Abstract:
Drug development has traditionally been expensive and time consuming. Computational approaches such as
machine learning have been widely applied to improve efficiency, yet interpreting prediction outcomes remains a
challenge. This study aims to improve the efficiency of Alzheimer's drug discovery by conducting QSAR (Quantitative
Structure Activity Relationship) modelling with Random Forest model to predict the inhibition potential (IC50 values) of
each Alzheimer's drug candidate compound. A total of 5779 compounds were collected from ChEMBL and PubChem
databases. The QSAR model in this study was built using features that were extracted by generating 1024 Morgan
Fingerprints representing the substructure of compounds. In this study, SHapley Additive exPlanations (SHAP) are
implemented to understand locally and globally important features from the prediction results of the developed model.
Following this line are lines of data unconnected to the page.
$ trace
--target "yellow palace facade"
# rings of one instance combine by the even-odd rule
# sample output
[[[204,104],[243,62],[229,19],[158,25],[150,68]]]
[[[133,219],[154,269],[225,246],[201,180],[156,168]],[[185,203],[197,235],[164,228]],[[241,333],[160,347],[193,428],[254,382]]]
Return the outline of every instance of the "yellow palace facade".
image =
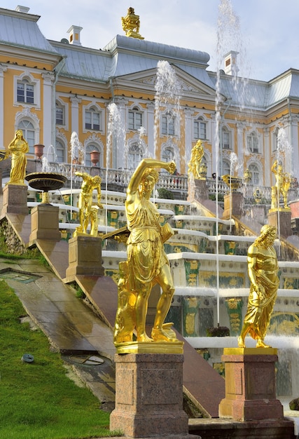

The effectiveness of the QSAR model in this study was tested with 10-fold cross validation, where the developed regression
model can achieve a MAPE score of 11.10% and the classification model achieves an AUC-ROC score of 84.77%. In this
work, molecular docking is conducted to simulate how a drug binds to its target and verify the best molecules'
effectiveness. Additionally, a web based application was developed in this study to facilitate predicting the bioactivity
value of Acetylcholinesterase (AChE) inhibitors.